It’s such a Granny thing to do: to up and die on her and leave her a stupid cabin of all things in a place that hasn’t seen civilization since before the French and Indian War and takes an orienteering degree to get to.

Just goddamn like her to teach her some murky, cryptic lesson from beyond the grave.

\---

The cabin isn’t much to behold – grayed logs and a sagging roof. Emma throws her car into first and kills the engine. She can see another building in the not too far distance–a pillowed curl of smoke sighing from its chimney–a thicket of trees that could be a forest, mountains.

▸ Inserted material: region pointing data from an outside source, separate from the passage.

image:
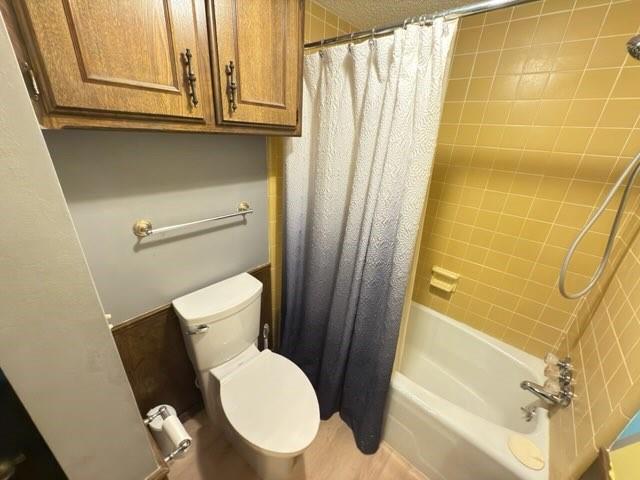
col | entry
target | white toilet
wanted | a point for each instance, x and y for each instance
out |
(263, 401)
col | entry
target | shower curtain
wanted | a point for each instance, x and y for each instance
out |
(355, 185)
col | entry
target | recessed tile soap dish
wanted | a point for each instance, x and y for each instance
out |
(443, 279)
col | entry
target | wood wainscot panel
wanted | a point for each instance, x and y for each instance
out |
(155, 358)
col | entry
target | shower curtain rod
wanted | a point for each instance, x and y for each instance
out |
(449, 14)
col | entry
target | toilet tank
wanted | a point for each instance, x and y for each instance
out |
(220, 321)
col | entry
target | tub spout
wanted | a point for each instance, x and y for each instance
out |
(540, 392)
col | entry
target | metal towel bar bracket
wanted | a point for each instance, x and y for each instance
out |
(144, 228)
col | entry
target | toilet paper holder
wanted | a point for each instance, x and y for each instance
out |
(182, 446)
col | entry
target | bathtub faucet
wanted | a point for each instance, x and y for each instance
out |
(558, 390)
(547, 396)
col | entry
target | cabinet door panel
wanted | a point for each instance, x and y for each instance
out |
(117, 56)
(263, 40)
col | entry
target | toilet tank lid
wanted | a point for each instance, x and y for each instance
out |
(219, 300)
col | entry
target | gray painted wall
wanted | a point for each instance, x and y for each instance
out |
(111, 179)
(55, 346)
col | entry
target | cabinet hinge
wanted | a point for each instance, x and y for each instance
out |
(31, 77)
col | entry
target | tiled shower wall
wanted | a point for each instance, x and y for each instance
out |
(320, 23)
(541, 112)
(607, 361)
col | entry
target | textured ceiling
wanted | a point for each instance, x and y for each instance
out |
(371, 13)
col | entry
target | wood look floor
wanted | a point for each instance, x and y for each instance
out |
(332, 456)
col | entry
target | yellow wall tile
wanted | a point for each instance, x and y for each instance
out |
(549, 113)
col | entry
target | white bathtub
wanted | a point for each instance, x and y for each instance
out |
(456, 399)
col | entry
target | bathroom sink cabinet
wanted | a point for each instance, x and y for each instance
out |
(218, 66)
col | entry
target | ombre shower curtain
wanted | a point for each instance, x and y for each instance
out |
(355, 185)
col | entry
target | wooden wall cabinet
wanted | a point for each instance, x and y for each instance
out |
(250, 88)
(228, 66)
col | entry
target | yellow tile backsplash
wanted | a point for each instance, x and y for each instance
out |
(540, 111)
(319, 23)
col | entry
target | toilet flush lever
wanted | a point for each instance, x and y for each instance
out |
(265, 336)
(198, 330)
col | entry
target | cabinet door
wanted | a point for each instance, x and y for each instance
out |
(118, 56)
(258, 53)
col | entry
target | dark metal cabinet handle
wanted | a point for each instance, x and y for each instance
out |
(191, 77)
(232, 86)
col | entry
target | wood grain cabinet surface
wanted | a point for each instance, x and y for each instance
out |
(229, 66)
(254, 87)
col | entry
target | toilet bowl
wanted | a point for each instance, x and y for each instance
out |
(262, 401)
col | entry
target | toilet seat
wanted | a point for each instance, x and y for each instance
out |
(270, 403)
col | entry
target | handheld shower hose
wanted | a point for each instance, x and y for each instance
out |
(630, 172)
(633, 47)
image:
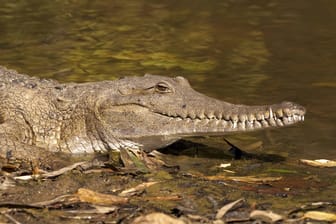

More mountains. Wonderful.

The door gives an objecting moan when she shoulders it open and steps inside. It’s as cold in as it is out, and it smells like wood and wind and fire.

An old couch, covered in a sheet. Cast iron woodstove – the door ajar and she can only pray there’s no wildlife residing in the pipes. There’s a battered table shoved into a corner, it’s fold-out leaf hanging in exhaustion. An ancient looking four-burner range is her kitchen, and two doors standing closed next to one another.

The first she tries is a small bathroom, the next, a bedroom only slightly larger.

She can’t fucking wait to get out of this place.

\---

She is immediately aware of is how ungodly cold it is when she shakes herself awake in some twihour, with the moon invading the confines of the bedroom.

Her sweatshirt isn’t doing a damn thing to stave off the chill, and when she finally wills herself out of the bed with the whining springs and cavernous mattress, she realizes that the gaping mouth of the stove is empty. Not even a twig in sight.

And she’s pulling on her boots and spitting obscenities, as she makes a scramble for her coat and stumbles out the door.

The world is entirely quiet and she  _hates_  it. Just stupid trees and mountains and fricking freezing  _coldness_. Who even wants to live like this?

She rounds the corner to the giant space behind the cabin that is apparently a backyard in this part of hell, where she recalls seeing an axe earlier. It’s still there, fixed in a large stump like some lumberjack’s Excalibur and equally as stuck.

It’s minutes later when she’s yanked it free with a triumphant shout that she realizes that she may have a tool, but a source of wood is an entirely different matter; a matter that is, in fact, a problem.

Emma sets off across the overgrown field, crunching frost under each heavy tread, the cabin falling further behind. Her fingers are numb, and she pulls her hat tighter over her ears.

The eerie glow of whatever hour this is finally illuminates a fallen tree – probably only a few logs worth of fuel, but something to burn all the same. And, well, she’s never been an outdoorsy type, but the concept of hacking seems universal – and she’s decimated a toaster or two – so she swings the axe down and she feels triumph in the loud thump of metal meeting wood.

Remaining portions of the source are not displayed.